Dale Long, director of media relations for Rose-Hulman Institute of Technology, said the institute is seeking guidance from the Census Bureau “on whether to count currently enrolled students who have left campus due to the COVID-19 crisis.

“We do have a number of students who still reside off-campus in Terre Haute, and encourage them to fill out the census as they normally would. We planned this year, as in previous years, to have groups on campus work with students to ensure they filled out their census information,” Long said. “That outreach may look a little different now, but we will be communicating with students about this in the coming days based on guidance from the Census Bureau.”

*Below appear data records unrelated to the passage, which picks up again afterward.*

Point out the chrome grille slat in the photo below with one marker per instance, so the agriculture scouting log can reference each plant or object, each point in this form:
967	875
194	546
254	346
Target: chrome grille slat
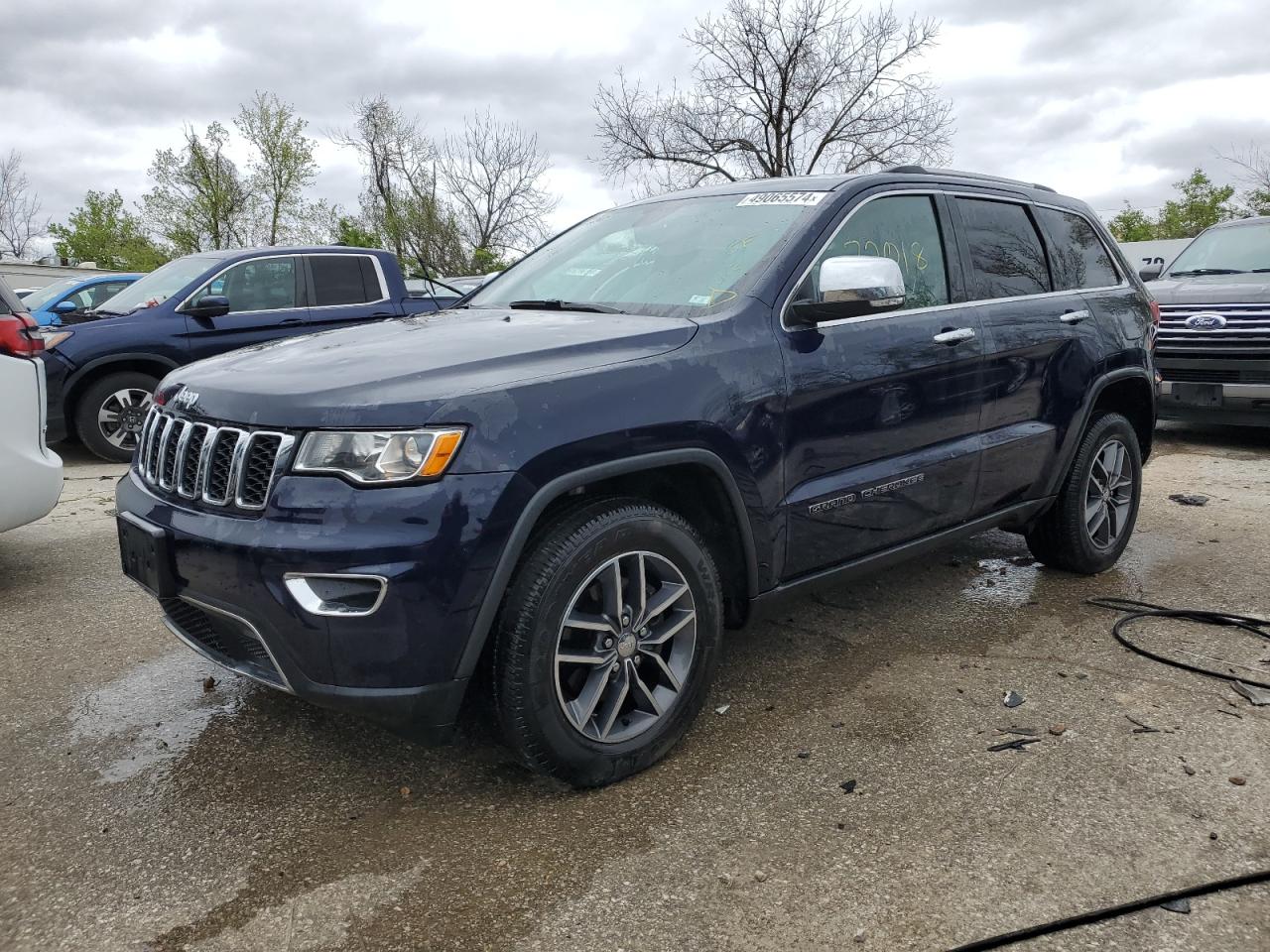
227	467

Rose-Hulman has more than 2,000 undergraduate students enrolled, of which about 60 percent typically live on campus, Long said.

St. Mary-of-the-Woods College, which is located in the county but not the city, had more than 520 people on campus. Dee Reed, director of marketing and communications, said that campus too will follow Census recommendations for its campus count.

Because federal and state funding formulas are based on U.S. Census population counts, ISU economics professor Robert Guell said it is important to get students counted.

“Cities over 50,000 in population but less than 100,000 population are treated differently than cities under 50,000,” Guell said. “Basically, the only way Terre Haute stays above the 50,000 number is with on-campus college students, and [that] includes Rose-Hulman students,” Guell said.

Funding formulas based on Census populations are used for transportation projects, housing assistance, and health and human services such as Medicare in Terre Haute and Vigo County, which makes counting every student important, Guell said — especially when most students have left campuses, which are instructing through online classes.

Terre Haute Mayor Duke Bennett said it would take a drastic change for the city to fall below the 50,000 population mark. The city’s population after the 1990 Census was 57,445, and the Census estimated the population in July 2018 (the most recent Census estimate) at 60,753.

“I have not looked at the Census data from 10 years ago in the part of the community where the majority of students live,” the mayor said. “It is definitely something we want to have a discussion about, but I want to look at what the numbers are in the area. I would not expect us to lose so many people that we would get below 50,000,” the mayor said.

Amid the coronavirus pandemic, the U.S. Census suspended its field operations from March 18 until at least through April 1.

In late May, per current plans, census takers nationally will begin visiting households that have not yet responded to the 2020 Census.

“As we continue to monitor the evolving COVID-19 outbreak, we will adjust census taker and survey operations as necessary in order to follow the guidance of federal, state and local health authorities,” according to a U.S. Census release.

“The public is strongly encouraged to respond to the 2020 Census online using a desktop computer, laptop, smartphone, or tablet and can also respond by phone or mail. Everyone should respond to the 2020 Census as soon as they receive their invitation — and when they’re finished, they can make sure their friends, families and social networks know about the importance of responding,” the census bureau says.